What, if anything, does Mrs. Majdi owe Ms. Afsharkaveh for the apartment’s furnishings?

23.   Mrs. Majdi does not deny that she kept the furnishings the parties jointly paid for when Ms. Afsharkaveh left the apartment. However, she argues that Ms. Afsharkaveh attended with the police and chose not to collect any furnishings. I infer that Mrs. Majdi argues Ms. Afsharkaveh abandoned them.

24.   In this dispute, Ms. Afsharkaveh claims for a sofa, stool, bed and mattress, cup and pepper shaker, dining room table and chairs, and a carpet. Given the conflict between the parties, and the police officer’s attendance, I find it was reasonable for Ms. Afsharkaveh to collect only her personal belongings, and attempt to sort out the joint furnishings later. I accept this was the advice given to her by the police officer. So, I find Ms. Afsharkaveh did not abandon the items.

25.   In her evidence, Ms. Afsharkaveh values the items at $1,812, half of which is $906. I find these amounts are consistent with the parties’ shared notes of the items’ purchase price. Mrs. Majdi does not say this amount is incorrect.

26.   However, these items were used by the parties. So, I find it appropriate to discount their value to account for the principle of betterment, which is a legal term that explains when the court (or CRT) reduces damages to acknowledge that the goods are no longer new. As the time the parties used the items was relatively short, I find it appropriate in the circumstances to discount the items by 10%. So, I find Mrs. Majdi must pay Ms. Afsharkaveh $815.40 to account for the parties’ shared items she retained.

27.   In total, I find Mrs. Majdi must pay Ms. Afsharkaveh $983.82

28.   Ms. Afsharkaveh also claims contractual interest of 2%. However, there is no evidence the parties had an agreement about interest. Instead, I find Ms. Afsharkaveh is entitled to pre-judgment interest under the Court Order Interest Act. I find she is entitled to pre-judgment interest on the $168.42 from November 18, 2024, the date she paid Shaw’s invoice, to the date of this decision. She is also entitled to pre-judgment interest on the $815.40 from June 12, 2024, the date she asked Mrs. Majdi to reimburse her, to the date of this decision. These total $46.59.

29.   Under CRTA section 49 and CRT rules, the CRT will generally order an unsuccessful party to reimburse a successful party for CRT fees and reasonable dispute-related expenses. However, neither party paid any CRT fees or claimed any dispute-related expenses.

ORDERS

30.   Within 30 days of the date of this decision, I order Mrs.
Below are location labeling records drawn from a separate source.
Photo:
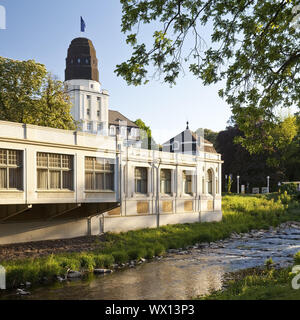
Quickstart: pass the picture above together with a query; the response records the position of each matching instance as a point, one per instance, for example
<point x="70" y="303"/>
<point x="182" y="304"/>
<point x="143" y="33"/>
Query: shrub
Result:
<point x="120" y="256"/>
<point x="150" y="253"/>
<point x="159" y="249"/>
<point x="137" y="253"/>
<point x="87" y="261"/>
<point x="297" y="258"/>
<point x="103" y="260"/>
<point x="290" y="188"/>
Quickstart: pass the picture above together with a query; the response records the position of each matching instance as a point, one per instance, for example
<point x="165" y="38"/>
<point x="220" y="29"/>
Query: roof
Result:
<point x="81" y="62"/>
<point x="208" y="146"/>
<point x="115" y="116"/>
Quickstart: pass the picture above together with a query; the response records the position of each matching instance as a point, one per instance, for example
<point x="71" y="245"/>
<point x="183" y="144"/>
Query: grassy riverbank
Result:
<point x="240" y="214"/>
<point x="260" y="284"/>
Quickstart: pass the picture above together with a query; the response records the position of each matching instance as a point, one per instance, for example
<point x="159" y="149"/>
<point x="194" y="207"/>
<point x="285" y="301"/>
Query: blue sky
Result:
<point x="43" y="30"/>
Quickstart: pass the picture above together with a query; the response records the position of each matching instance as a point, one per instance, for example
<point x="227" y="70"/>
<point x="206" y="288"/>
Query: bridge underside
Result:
<point x="50" y="212"/>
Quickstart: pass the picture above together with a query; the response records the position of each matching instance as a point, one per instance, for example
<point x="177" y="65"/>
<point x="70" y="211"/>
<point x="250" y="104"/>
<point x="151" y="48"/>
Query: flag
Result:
<point x="82" y="25"/>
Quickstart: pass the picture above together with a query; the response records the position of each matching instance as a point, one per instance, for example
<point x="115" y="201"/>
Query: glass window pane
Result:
<point x="15" y="178"/>
<point x="100" y="181"/>
<point x="67" y="161"/>
<point x="89" y="181"/>
<point x="42" y="159"/>
<point x="68" y="180"/>
<point x="54" y="160"/>
<point x="89" y="163"/>
<point x="109" y="181"/>
<point x="3" y="178"/>
<point x="55" y="180"/>
<point x="42" y="178"/>
<point x="3" y="156"/>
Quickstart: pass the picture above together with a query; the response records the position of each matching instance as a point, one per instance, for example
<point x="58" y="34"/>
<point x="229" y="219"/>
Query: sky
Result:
<point x="43" y="30"/>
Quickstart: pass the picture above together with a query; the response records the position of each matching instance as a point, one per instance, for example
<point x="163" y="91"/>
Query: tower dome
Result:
<point x="81" y="62"/>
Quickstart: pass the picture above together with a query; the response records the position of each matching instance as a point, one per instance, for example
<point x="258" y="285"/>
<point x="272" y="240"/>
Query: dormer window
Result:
<point x="112" y="130"/>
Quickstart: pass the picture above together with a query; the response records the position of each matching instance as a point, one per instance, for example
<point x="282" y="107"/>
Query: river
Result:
<point x="181" y="274"/>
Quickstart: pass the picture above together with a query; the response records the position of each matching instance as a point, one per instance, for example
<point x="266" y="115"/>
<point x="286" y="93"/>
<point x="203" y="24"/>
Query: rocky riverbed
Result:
<point x="182" y="273"/>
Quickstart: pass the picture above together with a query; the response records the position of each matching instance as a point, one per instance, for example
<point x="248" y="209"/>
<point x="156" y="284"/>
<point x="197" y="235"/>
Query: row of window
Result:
<point x="89" y="126"/>
<point x="113" y="130"/>
<point x="55" y="171"/>
<point x="141" y="181"/>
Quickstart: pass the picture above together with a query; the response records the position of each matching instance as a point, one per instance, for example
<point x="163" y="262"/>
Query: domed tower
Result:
<point x="90" y="102"/>
<point x="81" y="62"/>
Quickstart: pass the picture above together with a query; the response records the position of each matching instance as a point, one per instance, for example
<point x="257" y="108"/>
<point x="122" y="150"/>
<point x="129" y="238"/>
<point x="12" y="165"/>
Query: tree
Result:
<point x="254" y="46"/>
<point x="29" y="94"/>
<point x="146" y="135"/>
<point x="211" y="136"/>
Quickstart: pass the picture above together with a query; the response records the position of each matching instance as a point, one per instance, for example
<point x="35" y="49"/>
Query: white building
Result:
<point x="61" y="184"/>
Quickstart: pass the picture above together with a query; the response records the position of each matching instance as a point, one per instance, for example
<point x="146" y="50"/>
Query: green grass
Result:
<point x="257" y="284"/>
<point x="240" y="214"/>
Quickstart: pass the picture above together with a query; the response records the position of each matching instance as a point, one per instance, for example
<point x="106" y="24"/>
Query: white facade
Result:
<point x="24" y="213"/>
<point x="90" y="105"/>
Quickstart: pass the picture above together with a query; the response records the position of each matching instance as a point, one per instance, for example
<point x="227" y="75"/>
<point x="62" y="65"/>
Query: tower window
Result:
<point x="89" y="126"/>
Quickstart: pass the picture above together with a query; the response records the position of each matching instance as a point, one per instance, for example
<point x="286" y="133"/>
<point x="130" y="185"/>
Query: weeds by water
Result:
<point x="259" y="284"/>
<point x="240" y="214"/>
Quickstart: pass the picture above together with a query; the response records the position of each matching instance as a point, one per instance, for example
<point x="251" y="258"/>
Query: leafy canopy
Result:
<point x="254" y="47"/>
<point x="29" y="94"/>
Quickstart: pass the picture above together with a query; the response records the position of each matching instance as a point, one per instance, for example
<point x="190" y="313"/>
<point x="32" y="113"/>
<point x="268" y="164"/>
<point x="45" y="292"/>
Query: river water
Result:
<point x="182" y="274"/>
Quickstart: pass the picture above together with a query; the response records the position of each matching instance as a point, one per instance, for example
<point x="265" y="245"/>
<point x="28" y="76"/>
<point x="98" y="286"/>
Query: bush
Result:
<point x="290" y="188"/>
<point x="103" y="260"/>
<point x="137" y="253"/>
<point x="120" y="256"/>
<point x="150" y="253"/>
<point x="87" y="262"/>
<point x="297" y="258"/>
<point x="159" y="249"/>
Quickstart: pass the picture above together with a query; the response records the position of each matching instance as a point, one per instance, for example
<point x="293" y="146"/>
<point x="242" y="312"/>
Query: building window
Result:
<point x="112" y="130"/>
<point x="11" y="169"/>
<point x="187" y="182"/>
<point x="165" y="181"/>
<point x="54" y="171"/>
<point x="140" y="180"/>
<point x="99" y="127"/>
<point x="209" y="180"/>
<point x="89" y="126"/>
<point x="99" y="174"/>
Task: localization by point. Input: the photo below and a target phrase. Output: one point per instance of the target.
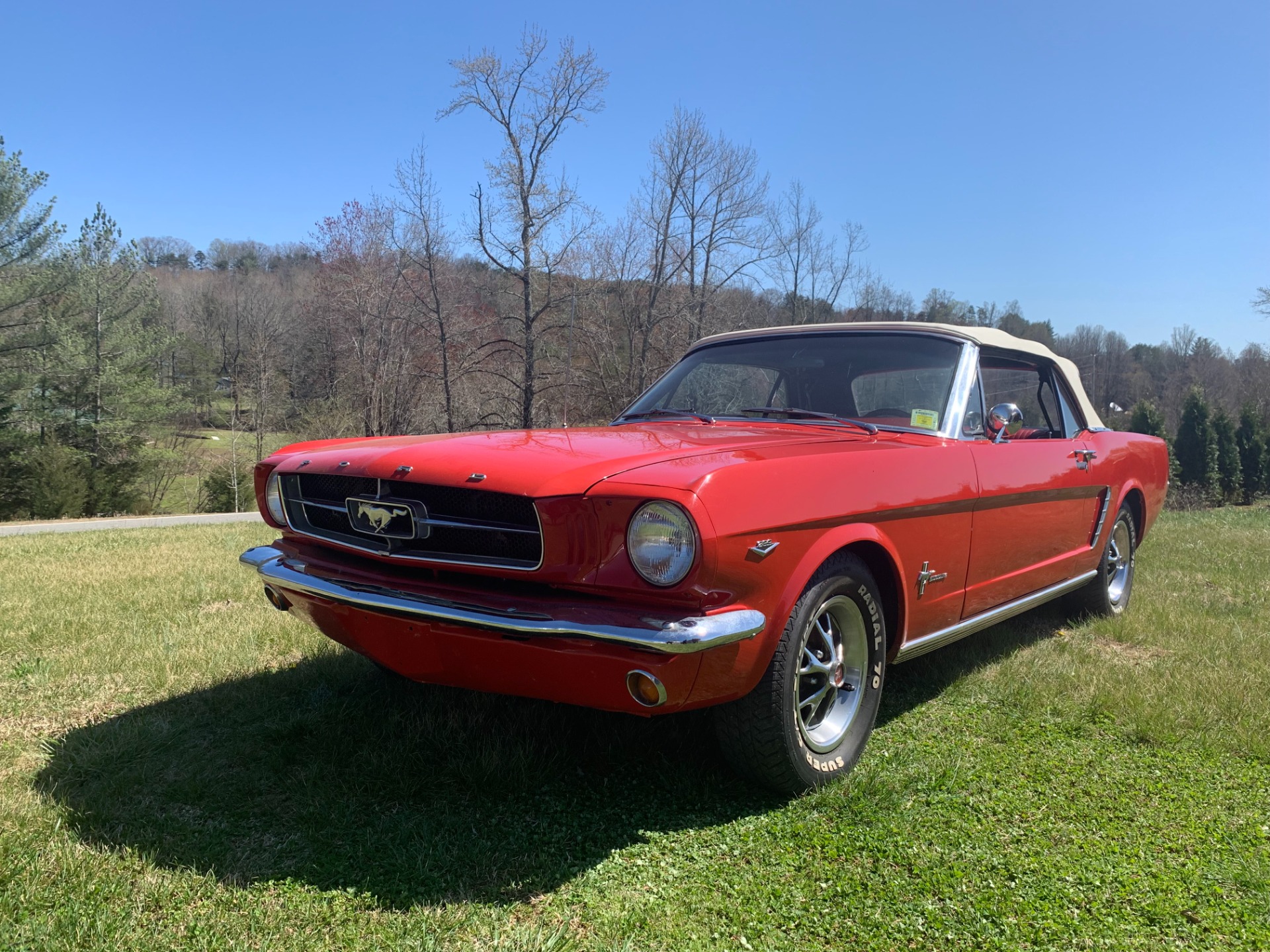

Majdi to pay Ms. Afsharkaveh a total of $1,030.41, broken down as follows:

a.    $983.82 in debt, and

b.    $46.59 in pre-judgment interest under the Court Order Interest Act.

31.   Ms. Afsharkaveh is entitled to post-judgment interest, as applicable.

32.   This is a validated decision and order. Under CRTA section 58.1, a validated copy of the CRT’s order can be enforced through the Provincial Court of British Columbia. Once filed, a CRT order has the same force and effect as an order of the Provincial Court of British Columbia.